Schoolbooks are the mainstay of many South African illustrators.
This is because there’s such a huge need for children’s educational material.
Story or picture-books designed purely for entertainment, seldom appear. An exception would be ‘readers’ which are basically storybooks for the classroom. Sometimes they’re designed around certain subjects, like Counting Games. So they’re also really schoolbooks.
This comes out in the relentless educating and moralising that happens in stories that are meant to be just for fun… So naturally my main mission is to add the fun, the colour, and where I can, the wit.
There used to be a section on languages, being for Afrikaans and also Portuguese, but since they aren’t much different from those done for the English language, they crop up under Styles and other places.

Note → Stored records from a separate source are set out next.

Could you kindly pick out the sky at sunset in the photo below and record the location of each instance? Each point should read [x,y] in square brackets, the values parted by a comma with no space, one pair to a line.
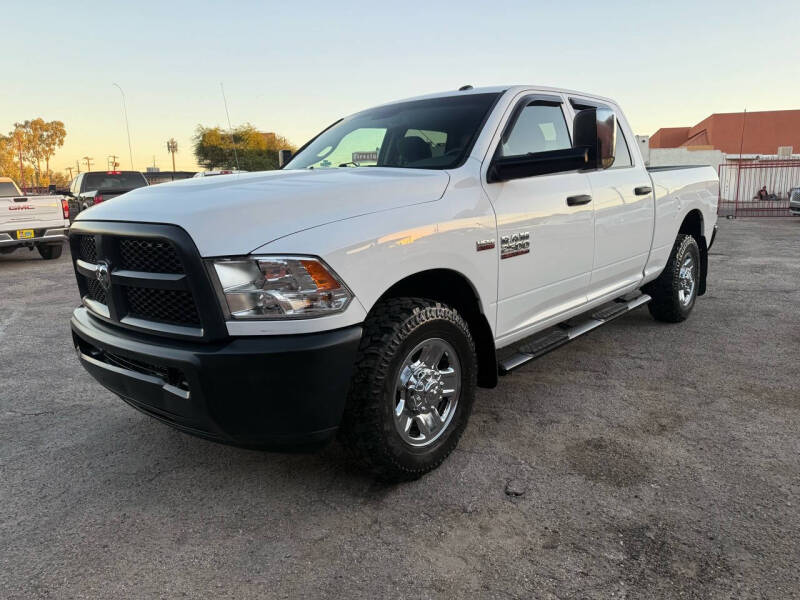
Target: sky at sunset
[293,68]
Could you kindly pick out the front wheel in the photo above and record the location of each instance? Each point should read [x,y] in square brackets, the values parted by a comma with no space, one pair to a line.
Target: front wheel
[412,390]
[675,290]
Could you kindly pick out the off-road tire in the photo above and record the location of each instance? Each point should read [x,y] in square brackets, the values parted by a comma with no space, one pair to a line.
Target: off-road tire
[666,305]
[393,329]
[50,251]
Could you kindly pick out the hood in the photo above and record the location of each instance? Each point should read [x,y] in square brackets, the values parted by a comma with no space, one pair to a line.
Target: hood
[235,214]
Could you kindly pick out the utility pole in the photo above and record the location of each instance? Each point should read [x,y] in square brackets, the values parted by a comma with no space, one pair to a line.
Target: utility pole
[21,167]
[127,127]
[172,148]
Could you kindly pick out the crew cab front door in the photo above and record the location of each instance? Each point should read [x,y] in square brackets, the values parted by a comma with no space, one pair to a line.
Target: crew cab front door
[545,223]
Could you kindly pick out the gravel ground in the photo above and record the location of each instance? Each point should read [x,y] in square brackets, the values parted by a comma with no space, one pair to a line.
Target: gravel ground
[642,461]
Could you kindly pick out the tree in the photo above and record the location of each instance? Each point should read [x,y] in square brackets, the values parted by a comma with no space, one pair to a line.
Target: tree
[255,150]
[36,140]
[52,137]
[8,166]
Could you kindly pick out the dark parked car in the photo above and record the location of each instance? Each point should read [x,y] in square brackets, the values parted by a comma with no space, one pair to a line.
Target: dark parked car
[94,187]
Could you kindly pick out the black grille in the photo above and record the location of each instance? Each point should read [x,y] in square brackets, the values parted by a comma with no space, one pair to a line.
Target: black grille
[149,256]
[136,365]
[96,291]
[169,306]
[169,295]
[86,249]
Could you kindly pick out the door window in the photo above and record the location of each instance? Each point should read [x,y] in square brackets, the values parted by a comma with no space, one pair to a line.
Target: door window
[539,127]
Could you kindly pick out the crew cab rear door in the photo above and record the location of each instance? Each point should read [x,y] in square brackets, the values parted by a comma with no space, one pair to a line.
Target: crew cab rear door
[546,237]
[624,212]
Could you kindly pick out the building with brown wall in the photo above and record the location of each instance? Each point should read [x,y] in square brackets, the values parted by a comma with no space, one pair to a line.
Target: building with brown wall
[764,133]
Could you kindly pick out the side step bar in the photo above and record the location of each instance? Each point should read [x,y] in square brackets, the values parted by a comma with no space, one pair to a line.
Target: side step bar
[565,333]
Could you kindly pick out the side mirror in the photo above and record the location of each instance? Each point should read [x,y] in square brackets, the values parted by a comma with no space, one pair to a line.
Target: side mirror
[284,156]
[596,129]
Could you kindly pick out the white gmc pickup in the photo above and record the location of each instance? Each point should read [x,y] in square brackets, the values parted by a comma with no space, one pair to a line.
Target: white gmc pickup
[39,222]
[404,256]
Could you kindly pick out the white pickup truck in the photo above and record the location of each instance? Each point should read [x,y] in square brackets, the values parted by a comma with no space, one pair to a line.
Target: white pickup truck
[406,255]
[39,222]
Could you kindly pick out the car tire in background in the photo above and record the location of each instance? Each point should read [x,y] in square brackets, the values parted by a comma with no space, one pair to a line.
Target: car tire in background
[412,390]
[50,251]
[675,290]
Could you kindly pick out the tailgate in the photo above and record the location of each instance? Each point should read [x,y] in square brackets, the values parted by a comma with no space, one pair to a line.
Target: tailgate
[30,209]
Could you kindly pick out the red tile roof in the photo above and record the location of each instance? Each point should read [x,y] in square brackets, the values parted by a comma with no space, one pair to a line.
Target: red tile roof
[763,132]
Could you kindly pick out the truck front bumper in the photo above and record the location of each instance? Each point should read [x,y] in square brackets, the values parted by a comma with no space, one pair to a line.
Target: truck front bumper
[274,392]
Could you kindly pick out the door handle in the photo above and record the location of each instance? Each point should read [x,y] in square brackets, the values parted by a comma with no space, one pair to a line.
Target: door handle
[578,200]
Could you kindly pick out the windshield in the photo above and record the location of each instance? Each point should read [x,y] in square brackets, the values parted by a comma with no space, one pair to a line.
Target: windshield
[118,181]
[8,189]
[421,134]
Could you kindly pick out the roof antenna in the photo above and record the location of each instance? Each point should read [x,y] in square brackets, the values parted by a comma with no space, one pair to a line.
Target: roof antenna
[230,128]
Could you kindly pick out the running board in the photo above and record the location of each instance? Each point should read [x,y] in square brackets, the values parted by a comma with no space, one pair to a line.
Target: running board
[564,333]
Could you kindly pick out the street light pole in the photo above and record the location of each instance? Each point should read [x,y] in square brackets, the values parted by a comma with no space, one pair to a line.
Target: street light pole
[127,127]
[172,148]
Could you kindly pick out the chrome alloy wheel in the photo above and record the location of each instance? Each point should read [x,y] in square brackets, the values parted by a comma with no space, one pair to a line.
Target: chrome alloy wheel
[686,281]
[426,392]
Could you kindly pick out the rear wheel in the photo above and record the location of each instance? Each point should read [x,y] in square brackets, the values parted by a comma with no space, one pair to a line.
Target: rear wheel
[675,290]
[50,251]
[413,388]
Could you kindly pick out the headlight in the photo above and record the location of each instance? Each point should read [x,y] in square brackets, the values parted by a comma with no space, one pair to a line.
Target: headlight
[276,287]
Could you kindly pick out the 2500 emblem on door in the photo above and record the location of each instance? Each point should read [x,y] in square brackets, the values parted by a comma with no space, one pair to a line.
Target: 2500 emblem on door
[515,244]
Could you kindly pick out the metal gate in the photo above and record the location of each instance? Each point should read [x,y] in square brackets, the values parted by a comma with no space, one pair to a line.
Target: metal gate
[741,182]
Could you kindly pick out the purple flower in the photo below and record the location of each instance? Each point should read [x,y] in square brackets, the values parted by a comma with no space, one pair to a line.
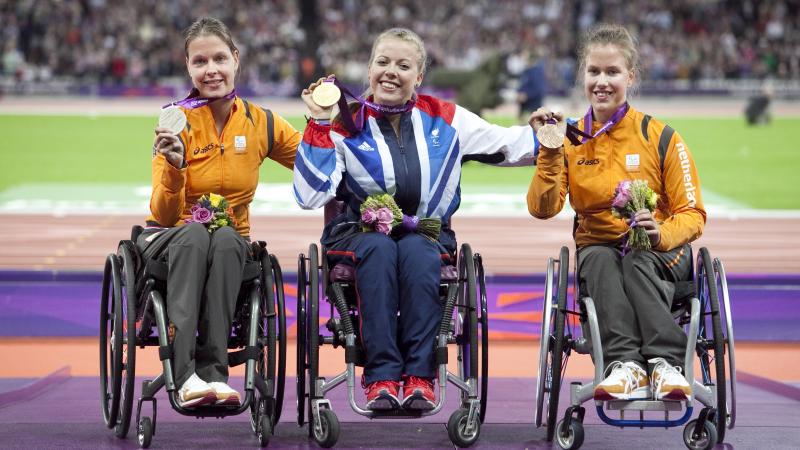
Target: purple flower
[385,216]
[202,215]
[368,215]
[384,228]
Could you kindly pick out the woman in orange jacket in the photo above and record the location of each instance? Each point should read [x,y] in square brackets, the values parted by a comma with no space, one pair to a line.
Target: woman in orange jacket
[218,151]
[643,347]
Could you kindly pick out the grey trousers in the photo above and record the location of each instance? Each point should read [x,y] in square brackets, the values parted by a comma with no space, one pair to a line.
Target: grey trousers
[633,295]
[205,275]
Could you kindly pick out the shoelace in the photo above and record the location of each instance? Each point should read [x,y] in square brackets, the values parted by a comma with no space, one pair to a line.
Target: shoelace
[663,368]
[628,371]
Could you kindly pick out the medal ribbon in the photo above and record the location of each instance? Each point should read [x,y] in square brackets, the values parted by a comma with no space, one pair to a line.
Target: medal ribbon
[573,132]
[357,125]
[193,102]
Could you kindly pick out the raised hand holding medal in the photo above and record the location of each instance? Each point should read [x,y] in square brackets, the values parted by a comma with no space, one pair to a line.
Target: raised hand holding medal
[549,128]
[173,119]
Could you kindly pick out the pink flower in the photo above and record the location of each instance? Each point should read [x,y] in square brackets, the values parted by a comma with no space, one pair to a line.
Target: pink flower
[620,200]
[385,216]
[202,215]
[384,228]
[369,215]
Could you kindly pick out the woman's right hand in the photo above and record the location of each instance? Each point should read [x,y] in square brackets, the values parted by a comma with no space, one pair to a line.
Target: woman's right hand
[315,110]
[170,146]
[542,115]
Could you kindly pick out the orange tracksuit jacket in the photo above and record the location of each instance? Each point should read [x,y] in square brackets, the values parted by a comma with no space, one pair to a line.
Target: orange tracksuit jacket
[590,172]
[226,164]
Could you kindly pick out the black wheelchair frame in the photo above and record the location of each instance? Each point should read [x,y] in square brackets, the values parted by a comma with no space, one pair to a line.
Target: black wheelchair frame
[463,290]
[133,314]
[708,340]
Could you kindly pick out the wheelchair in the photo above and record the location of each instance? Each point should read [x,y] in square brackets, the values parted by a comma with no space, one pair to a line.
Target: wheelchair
[464,323]
[697,308]
[133,314]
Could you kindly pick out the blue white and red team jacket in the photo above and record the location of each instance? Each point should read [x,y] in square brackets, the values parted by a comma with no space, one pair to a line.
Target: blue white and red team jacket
[421,167]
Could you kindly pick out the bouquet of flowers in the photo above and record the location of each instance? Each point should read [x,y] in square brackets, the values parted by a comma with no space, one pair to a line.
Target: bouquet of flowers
[629,197]
[380,213]
[213,211]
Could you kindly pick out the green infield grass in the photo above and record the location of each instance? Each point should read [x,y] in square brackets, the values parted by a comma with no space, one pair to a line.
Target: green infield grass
[748,165]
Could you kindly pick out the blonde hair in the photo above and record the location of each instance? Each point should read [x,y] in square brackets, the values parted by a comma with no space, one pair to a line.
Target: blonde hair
[610,34]
[405,35]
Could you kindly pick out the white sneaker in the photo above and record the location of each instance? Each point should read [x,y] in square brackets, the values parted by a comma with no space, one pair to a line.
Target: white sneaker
[627,381]
[668,381]
[226,395]
[195,392]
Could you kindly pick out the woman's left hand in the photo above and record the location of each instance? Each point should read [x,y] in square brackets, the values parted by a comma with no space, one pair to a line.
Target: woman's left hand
[644,218]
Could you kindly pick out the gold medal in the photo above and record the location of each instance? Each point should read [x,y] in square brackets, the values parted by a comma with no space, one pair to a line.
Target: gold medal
[550,136]
[326,94]
[173,119]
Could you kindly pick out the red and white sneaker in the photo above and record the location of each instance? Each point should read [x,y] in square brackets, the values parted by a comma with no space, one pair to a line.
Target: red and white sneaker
[418,393]
[382,395]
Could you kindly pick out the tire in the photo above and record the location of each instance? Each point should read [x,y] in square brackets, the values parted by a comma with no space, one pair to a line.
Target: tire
[574,438]
[711,342]
[329,424]
[129,308]
[300,379]
[730,353]
[553,359]
[145,432]
[483,319]
[264,431]
[708,439]
[280,384]
[456,429]
[312,325]
[110,341]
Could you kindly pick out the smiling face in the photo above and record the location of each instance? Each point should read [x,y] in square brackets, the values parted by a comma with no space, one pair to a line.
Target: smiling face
[607,77]
[212,65]
[394,71]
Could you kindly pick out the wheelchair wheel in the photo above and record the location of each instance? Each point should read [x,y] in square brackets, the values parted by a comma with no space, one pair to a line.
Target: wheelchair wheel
[128,348]
[457,429]
[710,340]
[483,319]
[280,384]
[300,379]
[467,317]
[548,382]
[269,407]
[312,327]
[110,341]
[572,437]
[707,438]
[329,428]
[722,289]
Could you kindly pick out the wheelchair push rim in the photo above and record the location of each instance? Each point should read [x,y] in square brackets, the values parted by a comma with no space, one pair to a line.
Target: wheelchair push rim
[711,339]
[552,343]
[471,313]
[129,309]
[110,341]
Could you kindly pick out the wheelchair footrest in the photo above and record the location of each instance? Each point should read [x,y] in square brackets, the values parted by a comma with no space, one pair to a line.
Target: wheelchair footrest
[643,405]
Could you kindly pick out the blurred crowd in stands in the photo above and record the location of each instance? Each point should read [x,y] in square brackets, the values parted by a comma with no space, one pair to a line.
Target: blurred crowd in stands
[139,43]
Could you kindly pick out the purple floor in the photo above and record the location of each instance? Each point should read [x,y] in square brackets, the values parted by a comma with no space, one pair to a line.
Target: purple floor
[764,307]
[66,414]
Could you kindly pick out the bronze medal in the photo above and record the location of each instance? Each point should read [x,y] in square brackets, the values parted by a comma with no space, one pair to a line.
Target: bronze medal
[550,136]
[172,118]
[326,94]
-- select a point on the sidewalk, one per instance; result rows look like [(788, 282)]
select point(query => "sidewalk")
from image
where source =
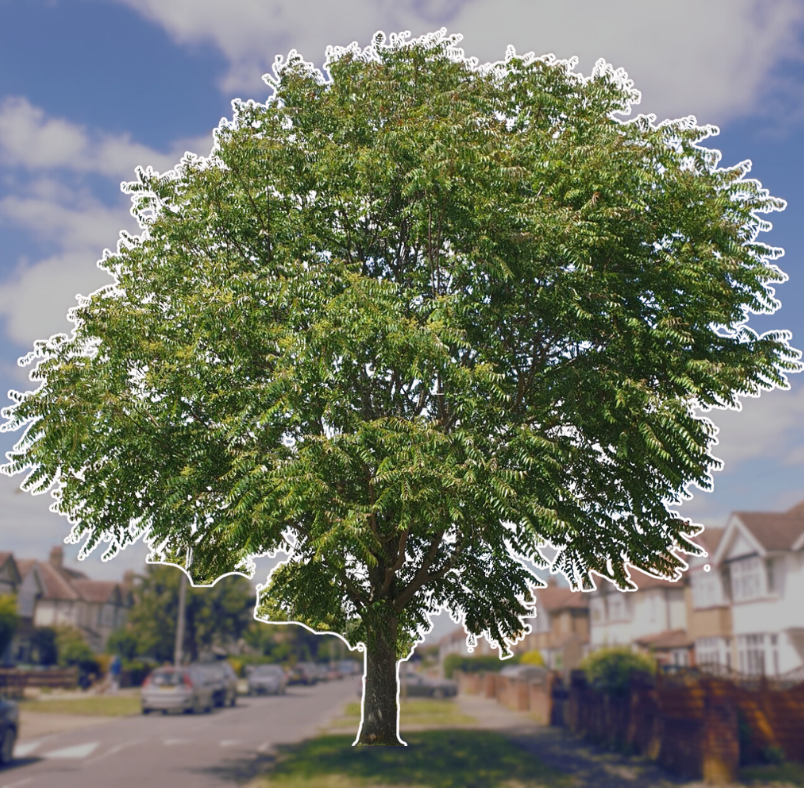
[(591, 766)]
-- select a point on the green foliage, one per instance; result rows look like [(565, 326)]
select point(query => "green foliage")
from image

A devastating blow to everyone involved in the South African publishing industry is looming on the horizon at this time. (Nov 2014) Who knows what will come of it, but I for one am looking to many other avenues of illustration. Drawing for schoolbooks was not the only thing I did, but it was a large part of my work and I loved it.
In the end – schoolbooks are most important in the classroom. And yet, this appeared in the news on the iol.co.za site this morning (11/11/2014):
‘In the recent Basic Education Budget Vote Speech, it was announced that the education budget for 2014/15 would be R254bn. A mere 2 percent (R5.097bn) will be spent on workbooks, textbooks and stationery. The figure ought to be at least 8 percent to ensure that every school has a library; a science laboratory; textbooks; classroom sets of readers; language and maths games; software and digital content from Grades R to 12.’
Most of the money is being spent on staff. And then, in places like Limpopo and the Eastern Cape, the schoolbooks are not even being delivered. Several times, they’ve been found, stacked in big warehouses by the distributors. They were paid but literally, didn’t deliver. The schoolbooks were going to have been pulped.
What I know for sure is that their kids don’t go to those schools.